What concerns me here is how this will be enforced. The only way to implement this is with IDs to check birth dates, and some method to confirm you are the person on the ID. You could imagine this being consolidated into a government ID system to 'protect your data', and to mean you only have to validate once. These accounts will be permanently attached to real people, and I think it will have a chilling effect on free speech. It's all fun and games until the government of the day considers your speech as a threat.
One can see this being expanded too, so that you would need to provide ID to use the internet more generally. ISPs could be told to selectively deliver web pages from DNS based on your ID, which would be most effective on mobile devices and less so on wired networks. My ISP already blocks websites.

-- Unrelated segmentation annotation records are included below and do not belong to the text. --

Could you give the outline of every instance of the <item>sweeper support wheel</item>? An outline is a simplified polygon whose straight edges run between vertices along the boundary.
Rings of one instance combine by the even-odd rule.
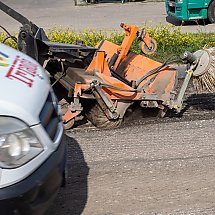
[[[85,104],[86,105],[86,104]],[[123,119],[108,119],[99,104],[96,101],[88,103],[85,109],[87,119],[97,128],[118,128]]]

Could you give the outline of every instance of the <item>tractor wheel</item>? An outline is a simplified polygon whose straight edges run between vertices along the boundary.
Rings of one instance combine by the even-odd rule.
[[[208,7],[208,20],[210,23],[215,23],[215,1],[212,1]]]
[[[89,104],[89,103],[88,103]],[[99,104],[92,101],[92,104],[85,108],[85,115],[87,119],[97,128],[118,128],[123,119],[108,119]]]

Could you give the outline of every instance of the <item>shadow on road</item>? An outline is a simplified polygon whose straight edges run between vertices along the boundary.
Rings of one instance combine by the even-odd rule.
[[[89,167],[78,142],[67,135],[63,141],[68,145],[68,178],[47,215],[80,215],[87,203]]]
[[[182,21],[172,16],[167,16],[166,21],[175,26],[193,26],[193,25],[205,26],[209,24],[206,20]]]

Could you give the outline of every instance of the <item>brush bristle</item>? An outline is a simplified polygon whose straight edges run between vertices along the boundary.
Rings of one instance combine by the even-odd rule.
[[[201,76],[193,77],[193,85],[197,93],[215,92],[215,47],[207,49],[211,55],[208,70]]]

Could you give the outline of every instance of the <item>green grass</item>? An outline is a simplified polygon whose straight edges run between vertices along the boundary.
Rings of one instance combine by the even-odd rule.
[[[158,50],[152,58],[164,61],[171,55],[179,56],[185,50],[196,51],[202,48],[215,47],[215,33],[184,33],[180,27],[170,25],[158,25],[157,27],[146,27],[149,35],[153,37],[158,44]],[[95,46],[102,39],[107,39],[113,43],[121,44],[124,32],[114,31],[112,33],[105,31],[96,31],[86,29],[82,32],[75,32],[71,29],[53,28],[47,32],[51,41],[62,43],[75,43],[76,40],[83,40],[88,46]],[[5,38],[5,34],[0,33],[0,42]],[[16,47],[12,40],[7,44]],[[135,53],[141,53],[139,41],[133,42],[131,50]]]

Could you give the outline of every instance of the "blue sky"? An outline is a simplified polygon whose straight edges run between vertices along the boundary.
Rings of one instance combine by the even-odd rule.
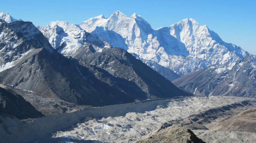
[[[0,11],[43,26],[57,20],[79,24],[118,10],[128,16],[136,12],[154,29],[192,18],[223,41],[256,54],[256,0],[10,0],[0,5]]]

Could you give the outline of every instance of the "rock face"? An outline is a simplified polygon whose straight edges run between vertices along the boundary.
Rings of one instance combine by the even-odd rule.
[[[205,143],[198,138],[189,128],[173,124],[162,129],[149,138],[136,143]]]
[[[112,47],[94,34],[87,32],[79,25],[70,24],[67,21],[53,21],[46,27],[38,26],[38,28],[47,38],[54,48],[65,56],[73,57],[78,54],[81,55],[80,53],[81,47],[83,49],[88,47],[94,52],[99,52],[104,48]],[[96,28],[99,30],[97,33],[104,33],[105,31],[99,27]],[[124,46],[125,44],[120,44],[120,41],[122,41],[124,39],[114,32],[109,32],[107,35],[104,36],[105,41],[113,41],[112,44],[115,47],[128,49]],[[115,40],[114,41],[113,39]],[[142,59],[141,60],[171,81],[180,77],[171,70],[154,61]]]
[[[187,74],[173,82],[199,95],[253,97],[256,94],[256,59],[249,55],[232,67],[213,65]]]
[[[15,88],[45,97],[97,106],[191,95],[131,54],[105,47],[105,44],[109,45],[84,30],[87,36],[82,39],[88,43],[73,53],[65,53],[75,59],[60,54],[61,49],[53,48],[31,22],[2,21],[1,24],[3,38],[0,54],[4,65],[12,64],[4,66],[0,82]]]
[[[0,72],[33,49],[44,47],[52,51],[47,39],[32,22],[16,21],[7,23],[0,19]]]
[[[20,95],[0,88],[0,114],[3,113],[19,119],[36,118],[44,116]]]
[[[180,75],[212,64],[231,65],[248,54],[192,18],[155,30],[135,13],[128,17],[117,11],[108,18],[99,16],[79,25],[113,47],[154,61]]]
[[[123,49],[106,49],[101,52],[83,54],[85,55],[74,57],[82,65],[95,67],[95,77],[137,99],[190,95]]]

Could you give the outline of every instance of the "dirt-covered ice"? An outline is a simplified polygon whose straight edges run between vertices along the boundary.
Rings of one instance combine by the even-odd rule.
[[[169,121],[186,118],[209,109],[246,99],[232,96],[210,96],[174,99],[166,105],[158,106],[153,111],[144,113],[129,112],[124,116],[106,118],[88,117],[83,123],[53,134],[52,137],[66,138],[68,141],[72,138],[102,142],[133,142],[146,137],[147,134]]]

I think a more fundamental question is whether the nanny state should be telling you how to raise your children, what content they can consume and who they can interact with. Suddenly you find your children consuming content only from a Z-wing bias because the government of the day hates Y-wing politics.
> You wouldn't allow your child to walk up to random strangers in the street without you there
This applies to under 16 year olds though, not little children but adolescents. I would hope that every parent of teenagers allows them to talk to random people on the street.
Instead of binary it should be tiered, complete monitoring of online activity of child till say age 8, to gradually opening the circle till age 14-16. We do it for movies/games.
Back in the 90's we were somewhat supervised when using the internet on the family PC. We were also somewhat supervised while watching the family TV.
This is the most horrifying thing in all of this. People with a prison guard mentality are already thinking how to enforce the rules in an even stricter way. Rules that are violating freedom of information, one of the most basics Western freedoms. Yes, there are no repreciations for the violating them at first, the frog is getting boiled slowly, but give it a few years and people who let their child use social media will be treated as criminals and put in prisons. Everything "for the sake of children."
> freedom of information, one of the most basics Western freedoms.
Children's access to info is limited in all societies.
No it isn't; children have always been able to borrow the same books from libraries as adults, read the same newspapers. Just now much of the information doesn't live in books or newspapers.
The benefit of allowing one nerdy kid unrestricted access to the internet is often larger than literally hundreds of people “harmed” by that very same access.
Trying to kill the pipeline for creating the “hacker” mentality that folks here are supposed to have is supreme level bootlicking. I hope you eventually find it disgusting.